İşçi Sağlığı ve İş Güvenliği Söyleşisi Gerçekleşti

İş güvenliği mevzuatı ve Türkiye’de iş güvenliğini konuştuğumuz ‘İşçi sağlığı ve iş güvenliği Söyleşisi’ne İş Güvenliği Uzmanı Ertuğrul Bilir ve Serkan Küçük katıldı.

Politeknik’te gerçekleşen söyleşide açılış konuşmasını yapan Politeknik YK üyesi Hayati Can, işçi sağlığı ve iş güvenliği üzerine yapılan söyleşinin önemine değinerek, aynı gün Gaziantep’te galvaniz fabrikasında meydana gelen patlamada 9 işçinin yaşamını yitirdiği ve 20’nin üzerinde işçinin yaralandığını belirtti. Can, ülkemizde özellikle inşaat, maden, tersane alanlarında olmak üzere her gün iş kazalarının yaşandığını ve bunların birçoğunun ölümlerle sonuçlandığını belirtti.

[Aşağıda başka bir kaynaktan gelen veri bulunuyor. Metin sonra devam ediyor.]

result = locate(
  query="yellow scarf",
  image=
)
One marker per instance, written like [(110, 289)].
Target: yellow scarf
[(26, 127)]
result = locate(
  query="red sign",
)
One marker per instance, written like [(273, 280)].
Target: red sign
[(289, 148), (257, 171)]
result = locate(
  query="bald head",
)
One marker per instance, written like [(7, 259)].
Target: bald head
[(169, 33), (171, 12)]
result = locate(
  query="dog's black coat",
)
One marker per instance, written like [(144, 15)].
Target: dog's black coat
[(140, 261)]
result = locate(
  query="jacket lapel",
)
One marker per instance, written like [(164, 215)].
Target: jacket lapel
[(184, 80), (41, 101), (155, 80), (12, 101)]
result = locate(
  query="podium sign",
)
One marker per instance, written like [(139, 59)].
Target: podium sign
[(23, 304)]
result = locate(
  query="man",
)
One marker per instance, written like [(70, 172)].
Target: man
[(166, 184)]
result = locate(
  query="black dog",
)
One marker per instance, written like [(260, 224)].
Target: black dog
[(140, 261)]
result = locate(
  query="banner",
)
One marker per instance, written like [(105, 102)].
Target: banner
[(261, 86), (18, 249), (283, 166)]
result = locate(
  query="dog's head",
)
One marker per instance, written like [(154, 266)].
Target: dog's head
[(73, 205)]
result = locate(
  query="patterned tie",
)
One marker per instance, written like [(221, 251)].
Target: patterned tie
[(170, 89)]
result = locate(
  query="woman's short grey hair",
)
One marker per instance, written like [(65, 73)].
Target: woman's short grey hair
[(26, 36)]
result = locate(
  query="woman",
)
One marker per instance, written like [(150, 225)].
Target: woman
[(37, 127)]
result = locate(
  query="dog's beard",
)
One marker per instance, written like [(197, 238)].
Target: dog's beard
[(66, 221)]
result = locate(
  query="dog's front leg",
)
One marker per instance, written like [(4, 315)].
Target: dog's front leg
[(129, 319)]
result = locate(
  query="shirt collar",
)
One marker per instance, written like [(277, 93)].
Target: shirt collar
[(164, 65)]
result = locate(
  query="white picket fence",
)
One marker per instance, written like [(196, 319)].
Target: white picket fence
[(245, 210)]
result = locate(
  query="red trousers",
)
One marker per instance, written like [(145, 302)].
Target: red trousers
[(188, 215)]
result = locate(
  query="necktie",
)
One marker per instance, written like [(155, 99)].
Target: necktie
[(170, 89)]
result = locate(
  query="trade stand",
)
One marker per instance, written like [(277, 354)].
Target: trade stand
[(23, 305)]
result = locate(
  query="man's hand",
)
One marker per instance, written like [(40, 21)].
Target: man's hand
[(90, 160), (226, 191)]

Söyleşide ilk olarak İş Güvenliği Uzmanı Serkan Küçük söz aldı. Küçük, uzun yıllar iş güvenliği alanında çalıştığını ancak iş güvenliği açısından farkındalığın oluşması bakımından bu dönemin önemli olduğunu ifade etti.

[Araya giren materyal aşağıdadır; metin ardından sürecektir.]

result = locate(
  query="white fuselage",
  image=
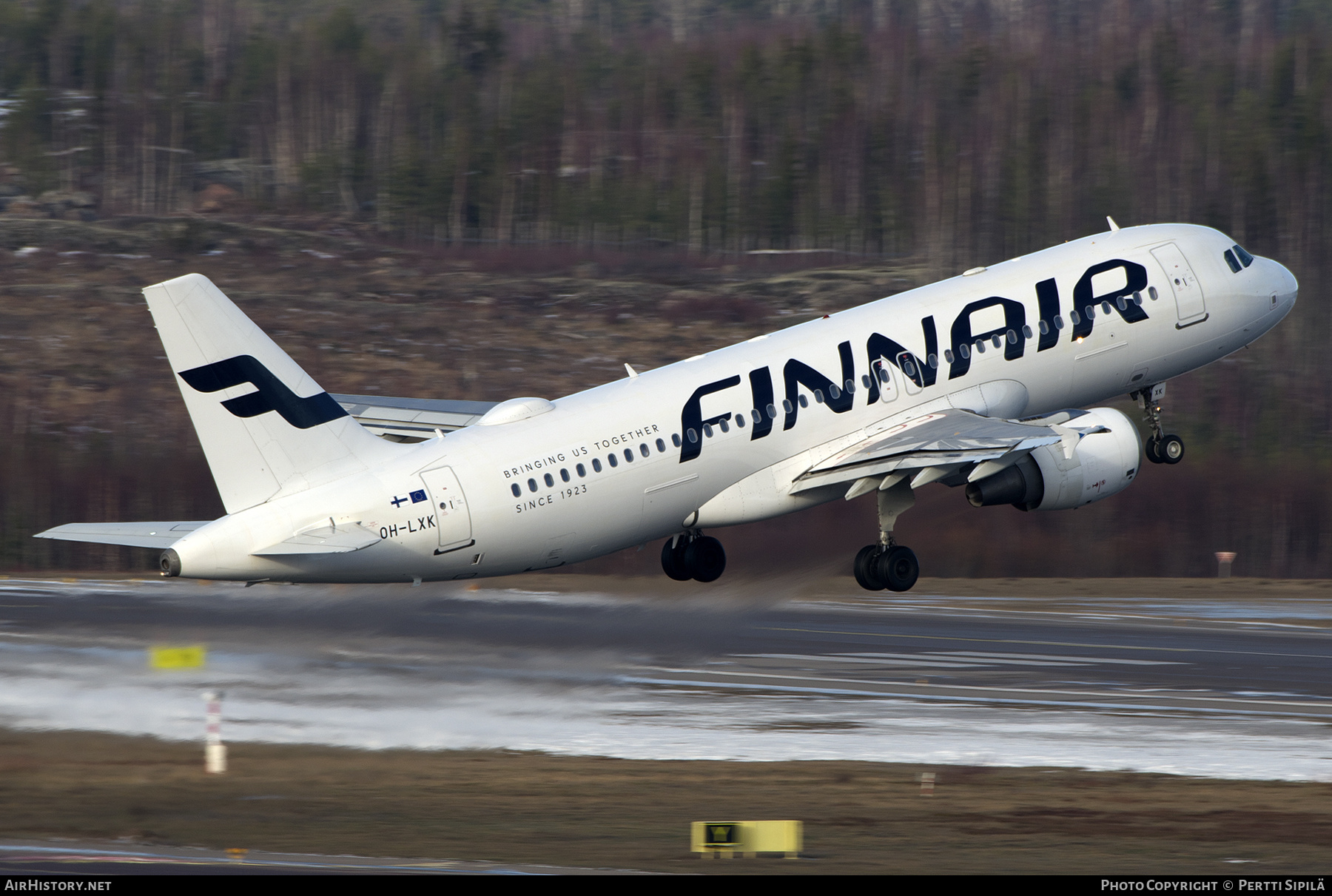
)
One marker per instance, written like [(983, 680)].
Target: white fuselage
[(742, 474)]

Küçük, iş kanununun tarihsel süreçlerini ve işçi sağlığı ve güvenliğinin ülkemizdeki gelişimini aktardı. İşçi sağlığı açısından meslek hastalıkları hastanelerinin önemine değinen Küçük; meslek hastalıkları konusunda bu alanla ilgilenen belli doktorların uğraşlarıyla ilerlemelerin kaydedildiğini belirtti. Ancak, bu alanda yapılan çalışmaların 90’lı yıllarda azaldığını ifade eden Küçük, geçmişte ülkemizde meslek hastalıkları alanında 12 hastane varken şimdi 2 hastane bulunduğunu ve meslek hastalığı alanında çalışmaların azaldığını belirtti.

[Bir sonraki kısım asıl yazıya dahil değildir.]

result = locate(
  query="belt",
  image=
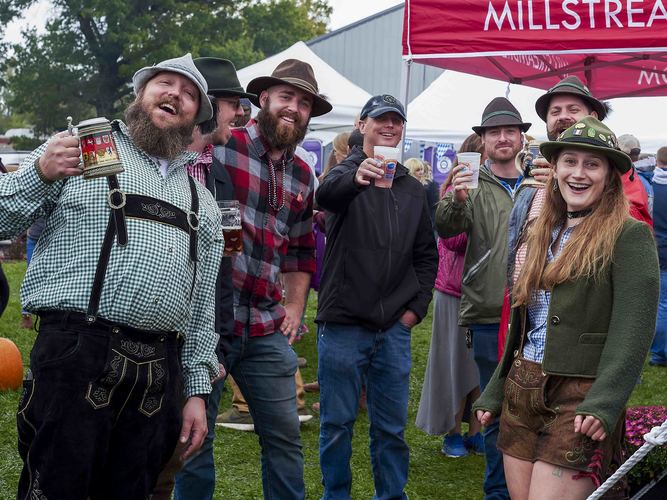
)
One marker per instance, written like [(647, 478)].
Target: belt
[(71, 318)]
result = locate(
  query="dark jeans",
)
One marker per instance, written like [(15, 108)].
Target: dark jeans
[(485, 348), (102, 414), (196, 479), (350, 356)]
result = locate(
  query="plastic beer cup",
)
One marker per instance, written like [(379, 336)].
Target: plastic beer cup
[(231, 226), (389, 158), (472, 160)]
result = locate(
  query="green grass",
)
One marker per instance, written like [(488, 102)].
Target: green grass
[(432, 476)]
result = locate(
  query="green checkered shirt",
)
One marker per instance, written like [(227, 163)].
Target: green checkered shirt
[(147, 282)]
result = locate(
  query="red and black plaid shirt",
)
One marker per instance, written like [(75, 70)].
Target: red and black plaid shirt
[(273, 241)]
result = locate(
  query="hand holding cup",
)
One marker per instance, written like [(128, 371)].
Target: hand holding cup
[(461, 180), (61, 158), (369, 170), (541, 170)]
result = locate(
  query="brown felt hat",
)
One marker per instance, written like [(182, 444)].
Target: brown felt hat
[(570, 85), (293, 72), (501, 113)]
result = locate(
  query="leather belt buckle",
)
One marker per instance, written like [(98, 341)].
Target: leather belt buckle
[(123, 199), (193, 221)]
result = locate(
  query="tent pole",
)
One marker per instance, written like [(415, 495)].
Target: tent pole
[(405, 92)]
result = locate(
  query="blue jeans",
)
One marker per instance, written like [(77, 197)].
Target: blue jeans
[(659, 346), (196, 479), (264, 368), (485, 348), (350, 356)]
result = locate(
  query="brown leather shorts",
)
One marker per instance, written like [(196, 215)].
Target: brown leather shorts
[(537, 422)]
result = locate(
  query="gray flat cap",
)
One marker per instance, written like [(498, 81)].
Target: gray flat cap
[(185, 66)]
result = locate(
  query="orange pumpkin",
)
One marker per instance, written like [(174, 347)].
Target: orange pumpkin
[(11, 365)]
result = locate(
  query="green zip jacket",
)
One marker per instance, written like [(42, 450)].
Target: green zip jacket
[(596, 328), (484, 216)]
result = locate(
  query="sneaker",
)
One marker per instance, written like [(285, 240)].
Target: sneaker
[(474, 443), (237, 420), (453, 446), (26, 321), (304, 415), (311, 387)]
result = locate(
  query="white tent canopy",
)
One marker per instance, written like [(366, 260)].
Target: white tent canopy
[(453, 103), (346, 97)]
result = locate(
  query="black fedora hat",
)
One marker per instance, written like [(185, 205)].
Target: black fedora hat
[(501, 113), (220, 74), (293, 72), (573, 86)]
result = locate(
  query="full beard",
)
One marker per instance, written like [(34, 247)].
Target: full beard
[(165, 143), (278, 135)]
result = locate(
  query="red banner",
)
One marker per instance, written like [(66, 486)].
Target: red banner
[(619, 47)]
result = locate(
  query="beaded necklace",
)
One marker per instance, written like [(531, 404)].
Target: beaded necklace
[(273, 186)]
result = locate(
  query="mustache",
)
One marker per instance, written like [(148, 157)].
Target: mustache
[(293, 116), (172, 102)]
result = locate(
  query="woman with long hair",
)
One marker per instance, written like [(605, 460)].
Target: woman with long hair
[(451, 380), (584, 310)]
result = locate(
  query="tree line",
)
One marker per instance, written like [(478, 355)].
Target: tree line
[(82, 63)]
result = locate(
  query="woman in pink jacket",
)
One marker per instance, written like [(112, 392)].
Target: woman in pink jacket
[(451, 381)]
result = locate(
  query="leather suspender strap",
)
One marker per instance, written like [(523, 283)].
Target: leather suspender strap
[(193, 219), (140, 207), (100, 272), (117, 200)]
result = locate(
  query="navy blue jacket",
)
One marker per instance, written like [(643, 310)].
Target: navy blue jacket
[(660, 221)]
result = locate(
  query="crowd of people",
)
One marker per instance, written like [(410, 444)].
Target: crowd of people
[(547, 281)]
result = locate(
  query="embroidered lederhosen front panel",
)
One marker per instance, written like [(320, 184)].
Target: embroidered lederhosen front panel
[(133, 367)]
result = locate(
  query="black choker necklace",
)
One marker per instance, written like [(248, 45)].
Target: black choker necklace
[(579, 213)]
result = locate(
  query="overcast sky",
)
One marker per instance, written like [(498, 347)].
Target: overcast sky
[(344, 13)]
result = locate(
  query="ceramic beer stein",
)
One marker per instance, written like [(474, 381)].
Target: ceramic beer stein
[(99, 153)]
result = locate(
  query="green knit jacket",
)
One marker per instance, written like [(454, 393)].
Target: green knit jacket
[(600, 329)]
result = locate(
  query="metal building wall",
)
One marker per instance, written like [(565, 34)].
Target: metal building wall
[(368, 53)]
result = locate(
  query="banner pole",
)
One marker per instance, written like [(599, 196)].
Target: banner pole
[(405, 92)]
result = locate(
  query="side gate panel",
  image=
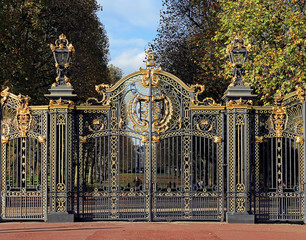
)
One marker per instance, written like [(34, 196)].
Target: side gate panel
[(23, 160), (279, 161)]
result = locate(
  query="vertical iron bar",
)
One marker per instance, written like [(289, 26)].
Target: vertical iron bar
[(150, 149), (304, 170)]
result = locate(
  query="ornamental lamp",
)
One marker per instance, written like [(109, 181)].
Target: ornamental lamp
[(238, 53), (62, 52)]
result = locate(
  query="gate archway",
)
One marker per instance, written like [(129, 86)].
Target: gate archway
[(153, 151)]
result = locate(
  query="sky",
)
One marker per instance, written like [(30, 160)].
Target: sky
[(130, 25)]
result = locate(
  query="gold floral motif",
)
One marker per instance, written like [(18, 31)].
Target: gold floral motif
[(239, 103), (42, 139), (279, 116), (258, 139), (300, 93), (217, 139), (5, 94), (150, 71), (60, 102), (24, 117), (299, 139), (82, 139), (5, 139)]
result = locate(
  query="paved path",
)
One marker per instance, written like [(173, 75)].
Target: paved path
[(167, 231)]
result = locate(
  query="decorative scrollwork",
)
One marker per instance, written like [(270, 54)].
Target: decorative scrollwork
[(42, 139), (205, 123), (162, 111), (279, 116), (23, 117), (300, 93), (60, 102), (101, 89), (5, 94), (258, 139), (150, 71), (5, 139), (239, 103), (217, 139)]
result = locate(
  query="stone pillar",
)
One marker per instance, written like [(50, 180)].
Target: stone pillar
[(61, 125), (239, 118)]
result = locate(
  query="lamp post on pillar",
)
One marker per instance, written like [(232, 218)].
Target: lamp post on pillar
[(238, 54), (61, 111), (62, 53), (239, 137)]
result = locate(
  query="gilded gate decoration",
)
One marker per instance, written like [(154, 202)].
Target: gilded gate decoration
[(23, 159), (124, 175), (152, 148), (280, 175)]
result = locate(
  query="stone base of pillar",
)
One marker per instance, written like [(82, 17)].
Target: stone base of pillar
[(240, 218), (60, 217)]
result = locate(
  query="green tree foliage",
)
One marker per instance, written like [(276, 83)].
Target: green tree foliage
[(276, 30), (185, 45), (193, 36), (171, 45), (115, 73), (27, 29)]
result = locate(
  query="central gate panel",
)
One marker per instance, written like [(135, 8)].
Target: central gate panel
[(149, 149)]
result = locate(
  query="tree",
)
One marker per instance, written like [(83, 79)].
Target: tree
[(276, 30), (27, 65), (185, 45), (115, 73)]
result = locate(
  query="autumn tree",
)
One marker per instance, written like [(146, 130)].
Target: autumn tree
[(27, 29), (185, 45), (276, 30), (115, 73)]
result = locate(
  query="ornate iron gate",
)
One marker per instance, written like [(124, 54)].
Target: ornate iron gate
[(23, 159), (280, 160), (151, 151)]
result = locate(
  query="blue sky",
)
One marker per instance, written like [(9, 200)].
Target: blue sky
[(130, 26)]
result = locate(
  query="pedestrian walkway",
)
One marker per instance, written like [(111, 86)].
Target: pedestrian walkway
[(144, 230)]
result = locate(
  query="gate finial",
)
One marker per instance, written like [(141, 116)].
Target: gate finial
[(62, 53)]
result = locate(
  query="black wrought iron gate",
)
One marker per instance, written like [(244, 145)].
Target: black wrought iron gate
[(148, 152)]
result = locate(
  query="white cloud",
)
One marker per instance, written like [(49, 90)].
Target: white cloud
[(143, 13), (134, 42), (130, 60)]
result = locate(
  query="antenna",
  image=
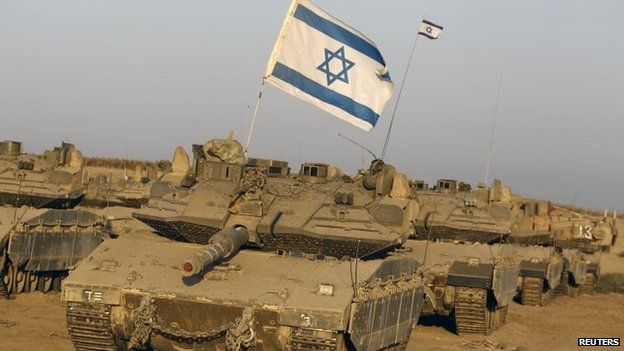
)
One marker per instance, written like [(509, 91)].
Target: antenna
[(364, 148), (253, 116), (396, 104), (489, 159)]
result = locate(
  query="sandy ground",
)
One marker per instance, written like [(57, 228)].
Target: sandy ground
[(37, 322)]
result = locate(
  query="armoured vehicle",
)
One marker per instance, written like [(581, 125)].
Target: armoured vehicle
[(305, 212), (275, 261), (453, 211), (52, 180), (545, 224), (142, 293), (38, 247), (473, 283)]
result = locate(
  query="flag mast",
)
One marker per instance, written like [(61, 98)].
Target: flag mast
[(489, 157), (396, 104), (253, 116), (431, 31)]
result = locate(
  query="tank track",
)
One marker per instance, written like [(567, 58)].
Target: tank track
[(302, 341), (533, 292), (4, 294), (472, 313), (89, 327), (587, 288)]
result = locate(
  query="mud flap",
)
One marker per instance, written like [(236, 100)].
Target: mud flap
[(386, 320)]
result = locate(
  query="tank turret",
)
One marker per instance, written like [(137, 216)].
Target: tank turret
[(51, 180)]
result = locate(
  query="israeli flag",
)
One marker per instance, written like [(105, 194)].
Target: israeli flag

Serkan Küçük’ten sonra söz alan Ertuğrul Bilir, işçi sağlığı ve iş güvenliği alanının örgütlenmek için önemli bir alan olduğunu belirtti. Her mühendisin iş güvenliği bilgisinin olması gerektiğini belirten Bilir, bir mühendisin tasarım yaparken “Bunun bakımı nasıl yapılacak?” diye düşünmesi gerektiğini vurguladı. Bilir, güvencesiz çalışma ortamında iş güvenliği uzmanlarının mesleklerini yapmakta zorlandığını, iş güvenliği uzmanlarının çok küçük bir bölümünün işini layıkıyla yaptığını ve bunun örneklerini çoğaltmak gerektiğini vurguladı. Bilir, işçi sağlığı ve iş güvenliği alanındaki güvencesiz çalışma koşullarna karşı mücadele edilmesi gerektiğini ifade etti.

Örgütlülüğün önemine değinen Bilir, sendikaların ve meslek odalarının işçi sağlığı ve iş güvenliği alanında yaptığı çalışmalarla birlikte oluşan toplumsal muhalefetin iş kazalarına yönelik duyarlılığın artmasında etkili olduğunu belirtti. Bilir, İşçi Sağlığı ve İş Güvenliği Meclisi’nin bu alanda küçük ama önemli adımlar attığını vurguladı.

 

 


Serkan Küçük ve Ertuğrul Bilir’den sonra salondan söz alanlar; tersanelerdeki iş cinayetlerine oluşan duyarlılığın, İşçi Sağlığı ve İş Güvenliği Meclisi’nin kurulmasının iş kazalarına karşı mücadeleyi büyüttüğü belirtildi. 6331 sayılı İş Sağlığı ve Güvenliği Yasası’nın çıktığı ancak ölümlerin bitmediği ifade edildi.

Salondan söz alanlar, taşeron çalışma koşullarında güvenli çalışma ortamı yokken iş cinayetlerinin devam edeceğini, iş güvenliği uzmanlarının işverenle sözleşme yaparak çalışmasının güvencesizlik anlamına geldiğini ve güvencesiz bir ortamda iş kazalarının önlenemeyeceğini belirtti. İşçi sağlığı ve iş güvenliği alanının piyasalaştırılmasının ölümleri ve kazaları arttıracağı belirtildi.